All of the questions in this homework will use the data in pitchers17.csv. You may not use any data other than what is given. Below we explain what each column denotes:

y : Season

bf : Number of batters faced (plate appearances) that season

bb : Number of walks that season

k : Number of strikeouts that season

hr : Number of homeruns that season

h : Number of hits that season

lo : Number of lineouts that season (balls hit hard but relatively low, and caught in the air by the defense)

po : Number of popouts that season (balls hit very high, but not far, and caught by the defense)

fo : Number of flyouts that season (balls hit high and far, but caught by the defense)

go : Number of groundouts that season (balls hit on the ground that are fielded by the defense, and lead to an out)

1. Read the McCracken article:

https://www.baseballthinkfactory.org/fraser/articles/dips.htm

2. (Pitching Statistics) In this question we will become familiar with the data by analyzing some standard pitching statistics.

(a) Estimate each of the following probabilities. Each is a single value computed using all of the seasons in the dataset.

i. Probability of a plate appearance ending with a walk.

ii. Probability of a plate appearance ending with a strikeout.

iii. Conditional probability of a plate appearance ending with a strikeout given a walk did not occur.

iv. Average number of home runs per plate appearance.

v. Conditional probability of a plate appearance ending with a home run given neither a walk nor a strikeout occurred.

vi. Conditional probability of a plate appearance ending with a non-HR hit given that the plate appearance didn’t end with a walk, strikeout, or homerun.

(b) Compute for each season and pitcher, the average number of strikeouts per plate appearance that did not end in a walk (the second McCracken component). Dis-play the top 10 players in seasons 2016 and 2017 according to this statistic. In-clude pitcher, krate (your statistic), and the number of batters faced. Restrict your analysis to pitchers with at least 500 batters faced, and sort your table in decreasing order by krate.

(c) Repeat the previous problem with hrate (in place of krate), the fourth Mc-Cracken component. Recall that hrate is defined as the average number of non-HR hits that did not end in a walk, strikeout, or home run.

3. (Predicting McCracken Components) In this problem we forecast the McCracken com-ponents for a given season using data from the preceding season. Restrict to rows with at least 200 batters faced.

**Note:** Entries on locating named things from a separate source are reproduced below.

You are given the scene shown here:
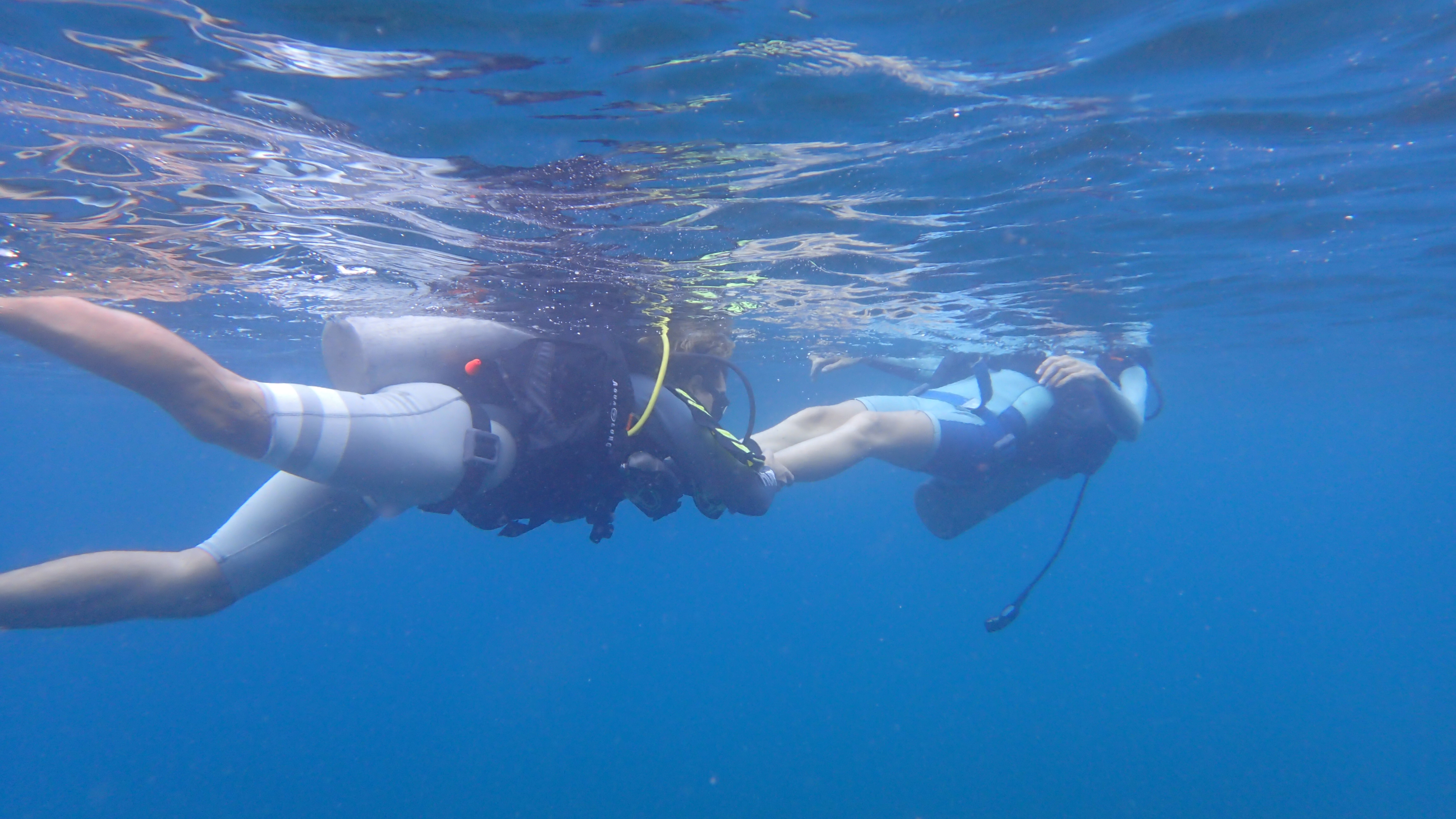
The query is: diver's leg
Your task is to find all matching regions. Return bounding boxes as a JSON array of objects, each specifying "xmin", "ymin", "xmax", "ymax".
[
  {"xmin": 0, "ymin": 472, "xmax": 377, "ymax": 628},
  {"xmin": 753, "ymin": 399, "xmax": 866, "ymax": 452},
  {"xmin": 0, "ymin": 296, "xmax": 269, "ymax": 458},
  {"xmin": 0, "ymin": 548, "xmax": 236, "ymax": 628},
  {"xmin": 774, "ymin": 410, "xmax": 938, "ymax": 481}
]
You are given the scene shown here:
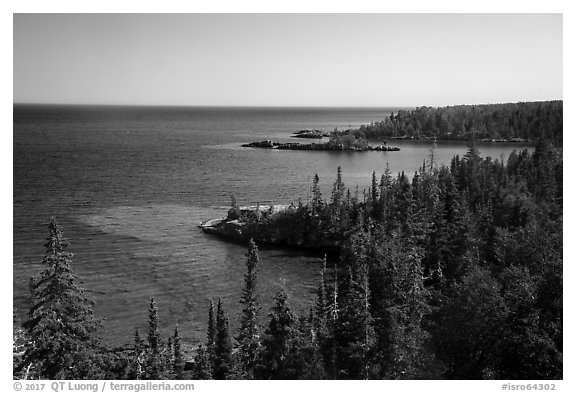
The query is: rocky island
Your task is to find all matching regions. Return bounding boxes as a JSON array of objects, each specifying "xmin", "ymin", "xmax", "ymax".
[
  {"xmin": 292, "ymin": 130, "xmax": 330, "ymax": 139},
  {"xmin": 199, "ymin": 200, "xmax": 339, "ymax": 253}
]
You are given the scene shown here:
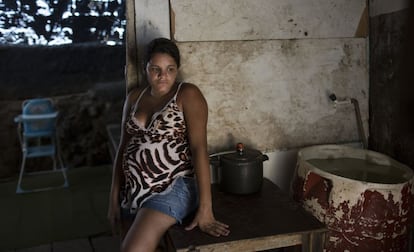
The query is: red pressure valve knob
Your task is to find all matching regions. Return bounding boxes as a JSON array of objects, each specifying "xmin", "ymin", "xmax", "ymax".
[{"xmin": 236, "ymin": 143, "xmax": 244, "ymax": 155}]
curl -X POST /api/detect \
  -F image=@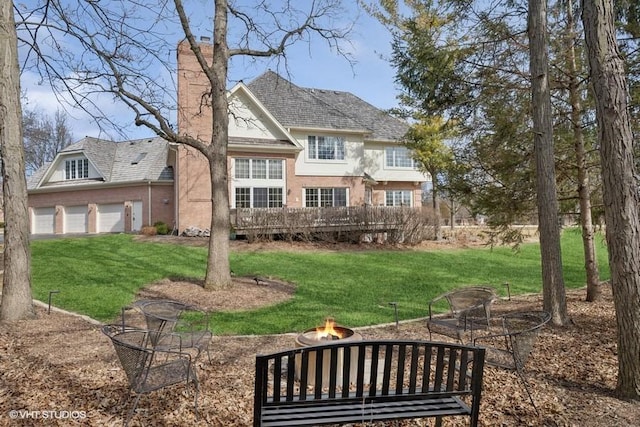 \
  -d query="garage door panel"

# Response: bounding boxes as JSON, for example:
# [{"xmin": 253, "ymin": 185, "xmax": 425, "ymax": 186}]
[
  {"xmin": 31, "ymin": 206, "xmax": 56, "ymax": 234},
  {"xmin": 97, "ymin": 203, "xmax": 124, "ymax": 233},
  {"xmin": 64, "ymin": 205, "xmax": 88, "ymax": 233}
]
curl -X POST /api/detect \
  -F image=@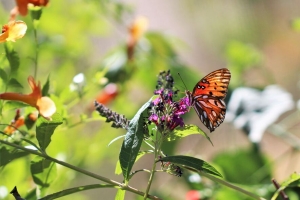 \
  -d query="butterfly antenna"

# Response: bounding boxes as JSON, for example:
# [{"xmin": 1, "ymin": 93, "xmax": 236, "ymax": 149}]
[{"xmin": 177, "ymin": 72, "xmax": 188, "ymax": 90}]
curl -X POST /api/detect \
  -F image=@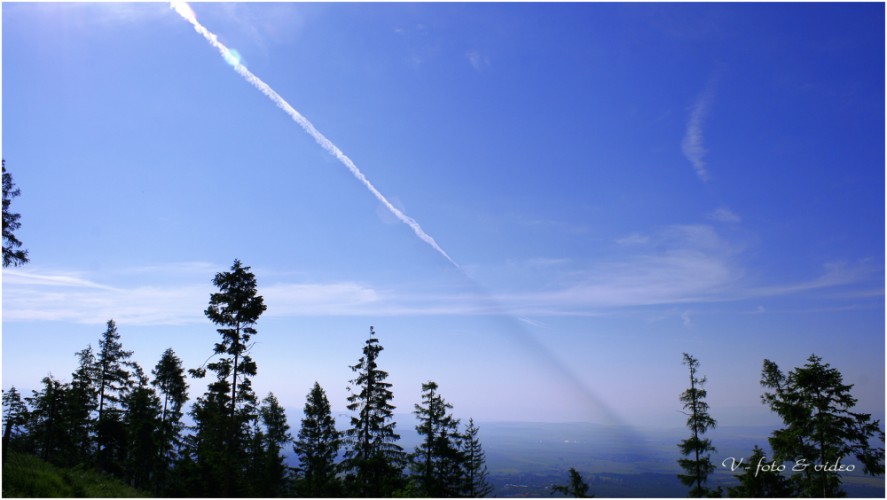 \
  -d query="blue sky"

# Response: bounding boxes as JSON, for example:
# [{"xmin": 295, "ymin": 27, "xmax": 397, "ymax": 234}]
[{"xmin": 2, "ymin": 3, "xmax": 885, "ymax": 427}]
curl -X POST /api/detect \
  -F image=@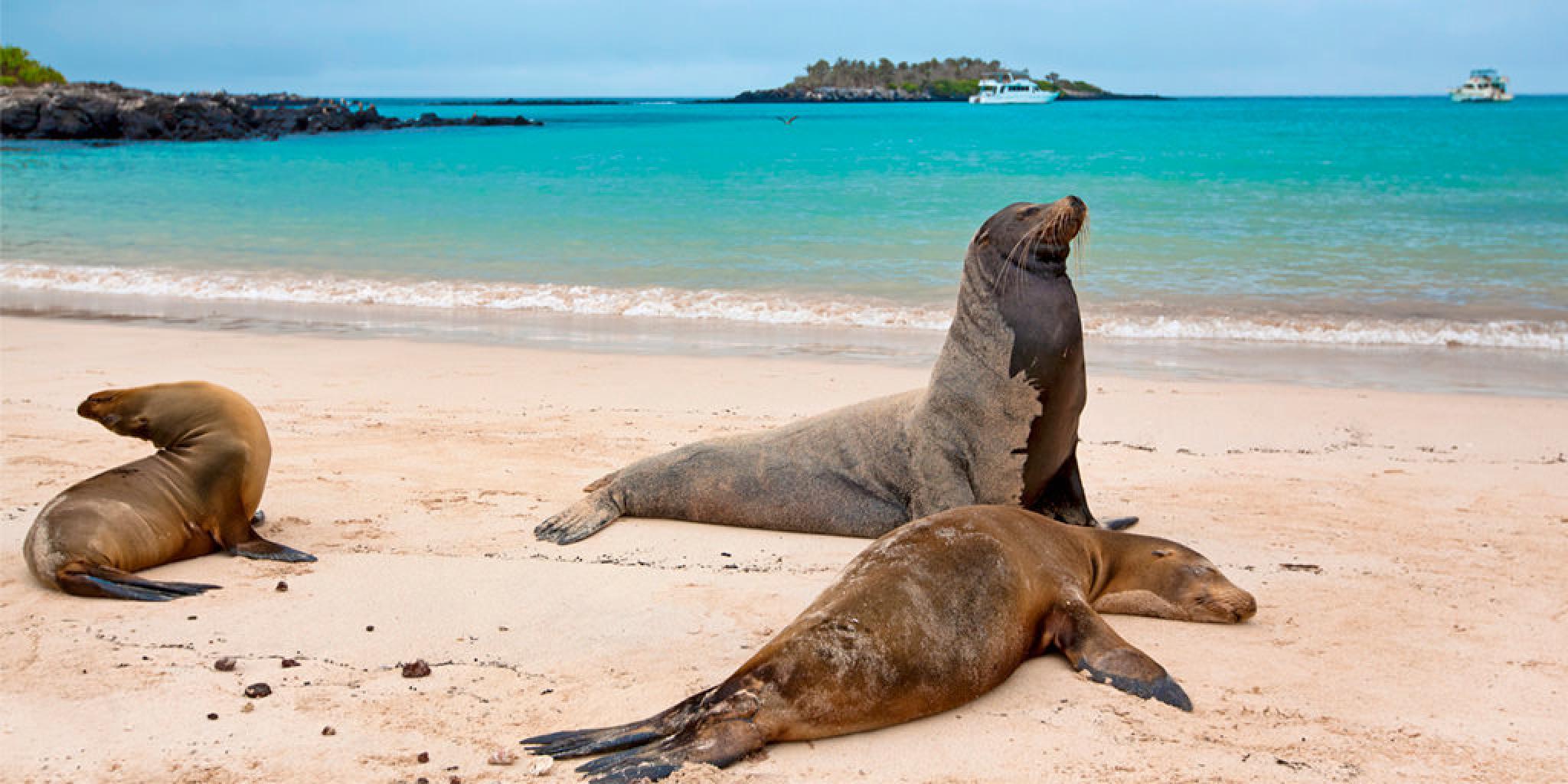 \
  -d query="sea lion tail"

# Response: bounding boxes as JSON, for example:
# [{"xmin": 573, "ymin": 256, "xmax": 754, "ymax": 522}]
[
  {"xmin": 521, "ymin": 688, "xmax": 714, "ymax": 757},
  {"xmin": 57, "ymin": 564, "xmax": 223, "ymax": 602}
]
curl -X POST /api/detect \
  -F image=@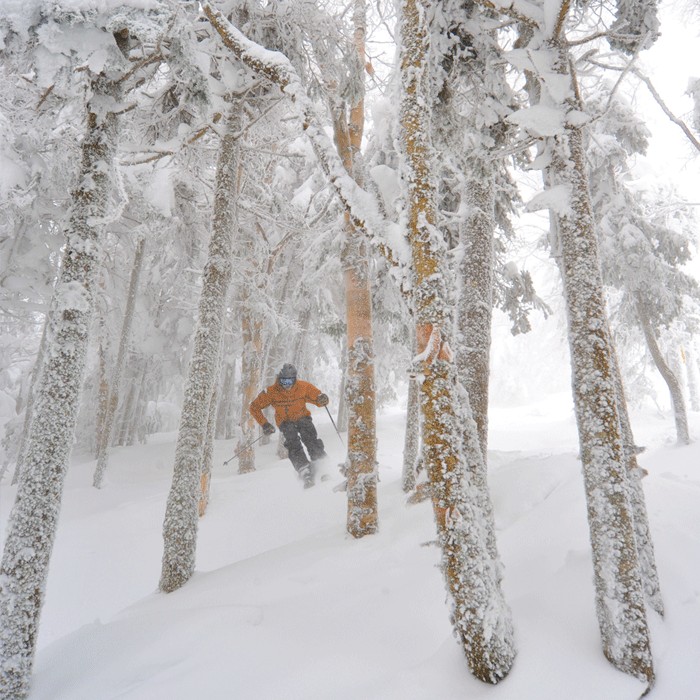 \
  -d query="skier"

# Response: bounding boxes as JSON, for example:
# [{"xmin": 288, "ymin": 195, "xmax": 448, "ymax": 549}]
[{"xmin": 250, "ymin": 364, "xmax": 328, "ymax": 488}]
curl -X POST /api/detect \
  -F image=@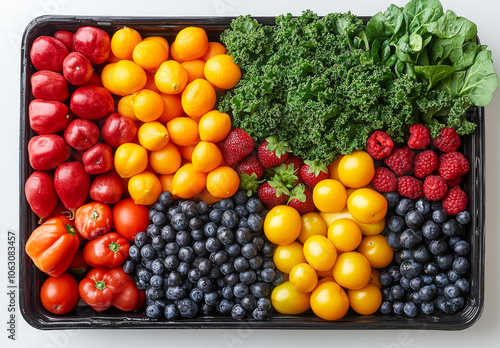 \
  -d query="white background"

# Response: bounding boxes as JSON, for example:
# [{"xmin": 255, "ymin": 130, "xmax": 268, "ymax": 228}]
[{"xmin": 0, "ymin": 0, "xmax": 500, "ymax": 348}]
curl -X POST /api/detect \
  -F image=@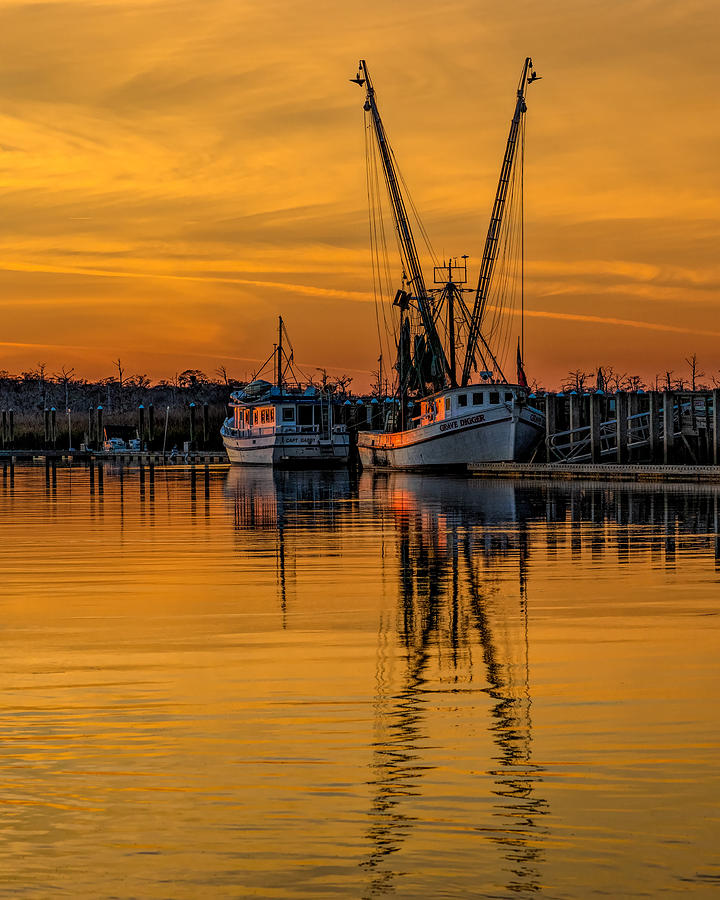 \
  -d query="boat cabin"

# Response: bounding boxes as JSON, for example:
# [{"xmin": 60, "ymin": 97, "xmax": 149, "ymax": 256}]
[{"xmin": 411, "ymin": 384, "xmax": 527, "ymax": 428}]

(a) Fit the following linear regression model:

bbrate ∼ bbrate_prev.

This is a single regression fit on the entire dataset. The response bbrate (average walks per plate appearance, the first McCracken component) varies over pitchers and seasons (except 2012), and the covariate bbrate prev is average walks per plate appearance for the same pitcher over the preceding season. A row should be excluded if the pitcher had strictly fewer than 200 batters faced in either the current season, or the preceding season.

i. Report the two coefficients from your model.

ii. By using additional features from the preceding season, try to improve your fit of bbrate.

A. List some of the features you tried, whether they had significant coeffi-cients, and what the value of the corresponding coefficient was.

B. For each feature listed above, give a brief explanation of your findings.

Your features can be other McCracken components, as well as other features you create using the columns in the given data.

(b) Repeat the previous part using krate, the second McCracken component (recall krate measures the average number of strikeouts per plate appearance that didn’t end in a walk).

(c) Repeat the previous part using hrrate, the third McCracken component (recall hrrate measures the average number of home runs per plate appearance that didn’t end in a walk or strikeout).

(d) Repeat the previous part using hrate, the fourth McCracken component (recall hrate measures the average number of non-HR hits per plate appearance that didn’t end in a walk, strikeout, or home run).